= Av HaTumah =

In the realm of tumah and taharah terminology, the term Av HaTumah ("father of uncleanness," or simply Av) is a rabbinic term for a person or object that is in a state of tumah (ritual impurity), second in severity only to corpse uncleanness. Anything suffering from Av HaTumah ("Father of uncleanness"), such as carrion, the blood of a menstruate woman, seminal fluid, etc., can render those persons who touch it defiled at a further remove, known as a "first-grade level of uncleanness."

A person or object that is an Av HaTumah has the ability to transfer its tumah to another person or object, such as clothing (usually at a downgraded level of tumah), while they, in turn, have the ability to transfer their tumah to both foods and drink (in the case of foods, at a downgraded level, but in the case of drinks, at the very same level).
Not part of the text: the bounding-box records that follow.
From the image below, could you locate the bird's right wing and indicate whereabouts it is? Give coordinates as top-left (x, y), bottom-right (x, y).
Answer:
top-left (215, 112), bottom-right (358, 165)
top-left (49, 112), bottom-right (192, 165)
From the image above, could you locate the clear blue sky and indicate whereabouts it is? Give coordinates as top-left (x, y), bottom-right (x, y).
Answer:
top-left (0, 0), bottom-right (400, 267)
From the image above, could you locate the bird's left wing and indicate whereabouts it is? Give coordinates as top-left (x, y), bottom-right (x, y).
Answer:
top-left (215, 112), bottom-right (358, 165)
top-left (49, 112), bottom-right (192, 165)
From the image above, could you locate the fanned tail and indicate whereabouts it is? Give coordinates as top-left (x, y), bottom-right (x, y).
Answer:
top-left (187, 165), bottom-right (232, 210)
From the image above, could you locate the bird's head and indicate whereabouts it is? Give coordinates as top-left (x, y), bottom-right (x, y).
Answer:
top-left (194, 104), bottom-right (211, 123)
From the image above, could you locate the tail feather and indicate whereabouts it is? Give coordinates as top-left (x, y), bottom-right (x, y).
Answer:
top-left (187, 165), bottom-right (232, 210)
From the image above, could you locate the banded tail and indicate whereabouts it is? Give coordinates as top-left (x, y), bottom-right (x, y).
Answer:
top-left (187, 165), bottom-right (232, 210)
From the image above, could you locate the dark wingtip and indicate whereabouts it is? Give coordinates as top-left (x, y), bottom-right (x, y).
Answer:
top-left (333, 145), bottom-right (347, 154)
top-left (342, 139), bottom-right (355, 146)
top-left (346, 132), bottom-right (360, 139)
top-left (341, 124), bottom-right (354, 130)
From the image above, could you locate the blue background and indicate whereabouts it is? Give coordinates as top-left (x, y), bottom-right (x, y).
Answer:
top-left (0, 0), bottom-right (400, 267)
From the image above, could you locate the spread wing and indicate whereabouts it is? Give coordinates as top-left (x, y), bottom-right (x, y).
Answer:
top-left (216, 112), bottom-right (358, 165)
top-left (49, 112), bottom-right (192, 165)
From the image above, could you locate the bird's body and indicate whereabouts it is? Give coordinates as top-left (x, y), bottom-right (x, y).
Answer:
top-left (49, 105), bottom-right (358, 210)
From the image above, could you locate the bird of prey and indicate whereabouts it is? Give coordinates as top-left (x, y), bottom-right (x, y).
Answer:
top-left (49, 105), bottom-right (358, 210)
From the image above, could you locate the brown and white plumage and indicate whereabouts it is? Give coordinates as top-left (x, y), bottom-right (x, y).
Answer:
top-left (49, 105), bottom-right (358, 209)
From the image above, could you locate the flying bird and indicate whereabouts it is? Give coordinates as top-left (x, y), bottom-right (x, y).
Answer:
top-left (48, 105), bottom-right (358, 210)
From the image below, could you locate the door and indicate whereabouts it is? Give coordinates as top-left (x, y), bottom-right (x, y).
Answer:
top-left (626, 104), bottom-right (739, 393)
There are two types of Av HaTumah, the first being one textually listed in the Torah (D'Oraita), such as the carcass of any of the eight creeping things named in Leviticus 11:29-30, or a seminal issue (Leviticus 15), inter alia; the second being one of rabbinic origin (D'Rabbanan), such as a grave area that had been ploughed, or any foreign land, or a dead human's bone the size of a barleycorn, among other things.

== Examples ==
An Av HaTumah is generally a person or object that is listed in the Torah. Common examples of an Av HaTumah include a zav, zavah, niddah, metzorah (leper), and midras.

== Purification ==
A person or object that is under Av HaTumah status can usually be purified by immersion in a mikveh and the elapse of sunset.